Und doch: Bei allem Wissen um die drohende Gefahr spürt es sich selbst für kritische Menschen noch immer wie Reichtum und Wohlstand an, wenn man einigermaßen erfolgreich teilhat bei diesem destruktiven und zunehmend schärferen Treiben. Und wie Unfähigkeit und Niederlage, wenn man dabei abgehängt, an den Rand gestoßen, ausgeschlossen wird. Schließlich war es nicht nur im Kapitalismus, sondern vermutlich seit Anbeginn von Herrschaft überhaupt stets die stillschweigende Voraussetzung, dass die Perlen echt sind, um die es geht im sozialen Kampf. Was tun, wenn sie sich als Fälschung, ja Gift zu entpuppen scheinen und doch das Einzige sind, was zählt, was eins sich wirklich vorstellen kann und was immer schwerer zu bekommen ist. – „In der Gesellschaft herrschen Frustration und Konfusion“, wie Frau Markovic feststellt (a.a.O.). Auch das gilt so ziemlich überall und morgen mehr als heute.

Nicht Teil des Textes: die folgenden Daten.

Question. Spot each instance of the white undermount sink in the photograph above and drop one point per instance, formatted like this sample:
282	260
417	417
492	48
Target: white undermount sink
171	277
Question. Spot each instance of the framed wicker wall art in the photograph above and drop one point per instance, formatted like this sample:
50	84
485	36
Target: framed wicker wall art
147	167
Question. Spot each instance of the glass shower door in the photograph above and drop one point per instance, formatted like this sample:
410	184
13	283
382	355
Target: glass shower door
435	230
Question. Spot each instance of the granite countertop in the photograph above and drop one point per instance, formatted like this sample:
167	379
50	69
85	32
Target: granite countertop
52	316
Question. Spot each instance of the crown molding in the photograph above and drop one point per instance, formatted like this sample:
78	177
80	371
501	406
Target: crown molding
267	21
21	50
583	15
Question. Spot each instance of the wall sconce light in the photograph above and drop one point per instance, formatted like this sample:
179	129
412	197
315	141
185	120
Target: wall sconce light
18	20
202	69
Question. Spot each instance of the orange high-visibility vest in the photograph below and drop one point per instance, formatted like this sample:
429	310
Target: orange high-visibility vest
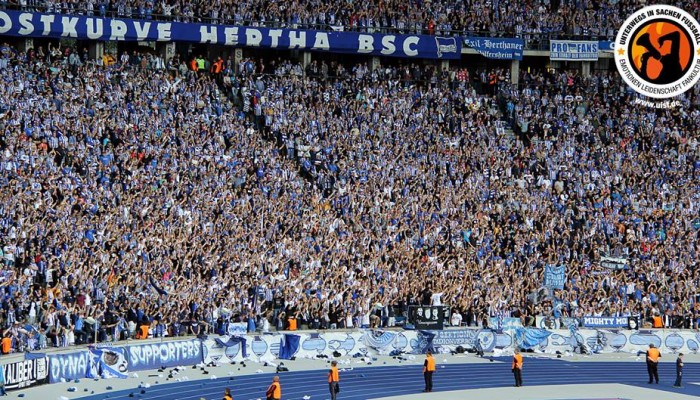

Die Gefahr ist groß, dass „Für uns reicht’s schon noch!“ die Losung des Gemetzels in der Katastrophe wird. Für eine menschenfreundliche Lösung braucht es einen tiefen Bruch. Weg mit der Illusion dass sich dazu auf den tief eingegrabenen Fundamenten der Herrschaft noch was bauen lässt. Und vor allem (Ver-)Suche eines angemesseneren Umgangs der Menschheit mit sich selbst und ihrer Mitwelt. Jetzt!